Not only is this against the spirit of Ramadan, but it’s also expensive to employers and the national economy. This year, Saudi Gazette/Okaz report, government inspectors will be going around the government offices checking that workers are present and doing their jobs. To show the seriousness of the effort, the government has called in the religious big guns to point out that slacking off at work, even during Ramadan, is ‘un-Islamic’. Now, if the inspectors can stay awake, it might make a difference.

Wake up! You’re being watched
Naeem Tamim Al-HakimOkaz/Saudi Gazette

JEDDAH – Do not be surprised if you go to a government department during Ramadan and find employees absent or fast asleep during work hours; this happens a lot during the fasting month.

And if you are an employee, then don’t be surprised if you find strangers in your office keeping an eye on you.

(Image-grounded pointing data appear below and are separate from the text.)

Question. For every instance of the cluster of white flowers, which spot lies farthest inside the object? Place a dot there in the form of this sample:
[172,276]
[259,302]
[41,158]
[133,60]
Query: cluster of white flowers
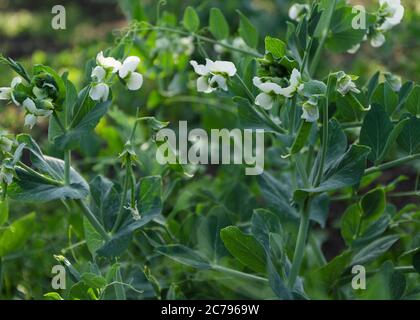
[297,11]
[390,14]
[345,83]
[32,111]
[109,65]
[213,75]
[270,90]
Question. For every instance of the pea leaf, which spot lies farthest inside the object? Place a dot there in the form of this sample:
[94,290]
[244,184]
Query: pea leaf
[191,20]
[409,137]
[375,131]
[247,31]
[245,248]
[349,223]
[49,184]
[218,24]
[16,235]
[374,249]
[4,211]
[184,255]
[373,203]
[275,46]
[413,101]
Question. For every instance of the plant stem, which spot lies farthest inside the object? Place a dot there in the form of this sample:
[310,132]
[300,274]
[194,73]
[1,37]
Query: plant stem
[239,273]
[301,242]
[39,175]
[392,164]
[93,220]
[317,55]
[205,39]
[317,251]
[247,90]
[324,145]
[67,164]
[123,196]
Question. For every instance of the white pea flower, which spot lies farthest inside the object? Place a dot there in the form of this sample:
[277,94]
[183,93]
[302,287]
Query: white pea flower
[134,80]
[392,11]
[345,83]
[6,93]
[99,92]
[6,174]
[213,75]
[33,112]
[310,110]
[98,74]
[377,39]
[354,49]
[297,11]
[108,63]
[5,144]
[269,92]
[187,45]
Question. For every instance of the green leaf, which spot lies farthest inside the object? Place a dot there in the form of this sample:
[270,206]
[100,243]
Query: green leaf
[251,118]
[93,280]
[247,31]
[392,139]
[184,255]
[350,223]
[191,20]
[48,185]
[4,211]
[208,233]
[409,137]
[263,223]
[301,137]
[374,250]
[218,24]
[17,234]
[413,101]
[87,123]
[373,203]
[348,171]
[416,262]
[376,129]
[386,97]
[93,239]
[275,46]
[149,201]
[245,248]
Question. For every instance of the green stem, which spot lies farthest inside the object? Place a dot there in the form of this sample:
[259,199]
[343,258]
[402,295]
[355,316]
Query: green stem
[67,164]
[239,273]
[39,175]
[205,39]
[392,164]
[324,142]
[301,242]
[247,90]
[93,220]
[123,196]
[319,255]
[317,55]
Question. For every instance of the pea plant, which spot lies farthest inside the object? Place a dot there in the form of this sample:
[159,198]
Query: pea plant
[177,231]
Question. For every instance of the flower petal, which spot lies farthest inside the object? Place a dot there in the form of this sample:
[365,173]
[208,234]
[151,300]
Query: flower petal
[98,74]
[199,69]
[264,100]
[129,65]
[135,81]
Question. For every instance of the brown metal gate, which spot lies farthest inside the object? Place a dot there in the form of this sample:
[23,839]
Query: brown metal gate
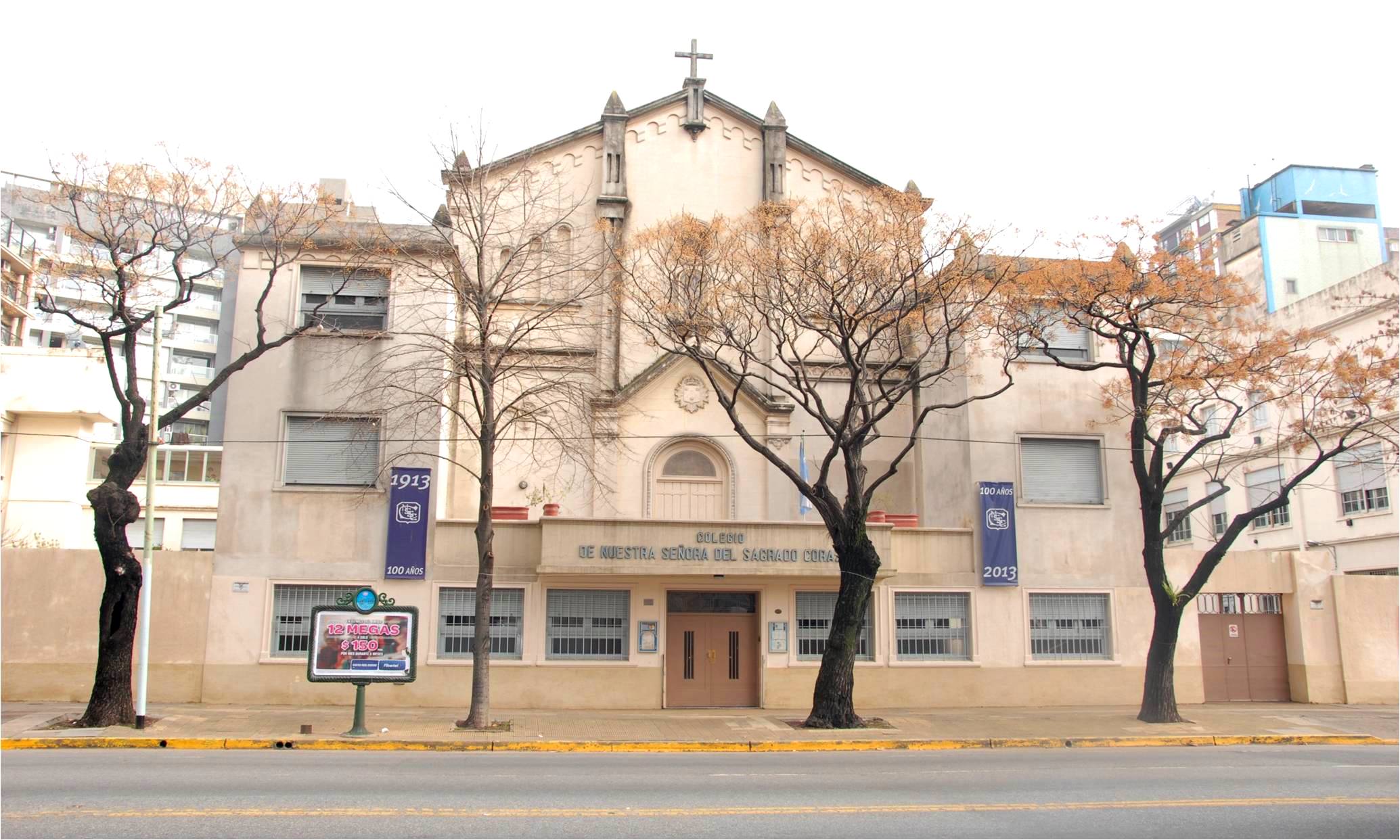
[1242,646]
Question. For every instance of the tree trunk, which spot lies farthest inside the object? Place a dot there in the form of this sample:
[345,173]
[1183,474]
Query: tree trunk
[114,509]
[832,699]
[479,714]
[1158,688]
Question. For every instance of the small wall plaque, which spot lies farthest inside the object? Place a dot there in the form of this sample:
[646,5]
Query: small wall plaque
[646,637]
[777,637]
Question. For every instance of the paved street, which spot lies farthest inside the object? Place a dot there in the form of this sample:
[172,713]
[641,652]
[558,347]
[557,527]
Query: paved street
[1249,791]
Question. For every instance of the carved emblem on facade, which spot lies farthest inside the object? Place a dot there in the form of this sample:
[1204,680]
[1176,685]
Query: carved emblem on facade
[692,395]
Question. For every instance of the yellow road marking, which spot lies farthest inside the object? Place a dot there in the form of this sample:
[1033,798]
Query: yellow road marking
[717,811]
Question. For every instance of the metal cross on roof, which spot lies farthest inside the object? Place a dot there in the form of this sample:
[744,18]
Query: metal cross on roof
[694,56]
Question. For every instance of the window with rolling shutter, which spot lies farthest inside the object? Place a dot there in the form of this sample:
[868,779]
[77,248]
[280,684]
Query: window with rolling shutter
[1263,486]
[1220,514]
[1361,481]
[1062,471]
[198,535]
[1173,502]
[1066,341]
[343,300]
[136,534]
[332,450]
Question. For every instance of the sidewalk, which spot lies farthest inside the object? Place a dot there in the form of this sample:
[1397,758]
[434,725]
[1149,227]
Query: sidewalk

They may be inspectors from the Control and
Investigation Board conducting on-the-spot inspections to ensure that employees comply with the five-hour (10:00 a.m. to 3:00 p.m.) Ramadan work schedule.

Sources at the Control and Investigation Board told Okaz/Saudi Gazette that no departments will be excluded from these visits, which will be more frequent than they were last year.

As instructed by the Custodian of the Two Holy Mosques, more emphasis will be placed on institutions that provide Umrah services such as the General Presidency of the Two Holy Mosques, the Ministry of Haj and Islamic Affairs, hospitals, and medical centers, the sources said.

“Negligence in performing duties during Ramadan is not permissible and is against Ramadan teachings,” says Dr. Ali Bin Abbas Al-Hakami, a member of the Board of Senior Ulema and Higher Judicial Council. Many people have turned Ramadan into a month of eating, watching TV and staying up late, and these factors affect work in offices, which is not permissible in Islam, Dr. Al-Hakami added.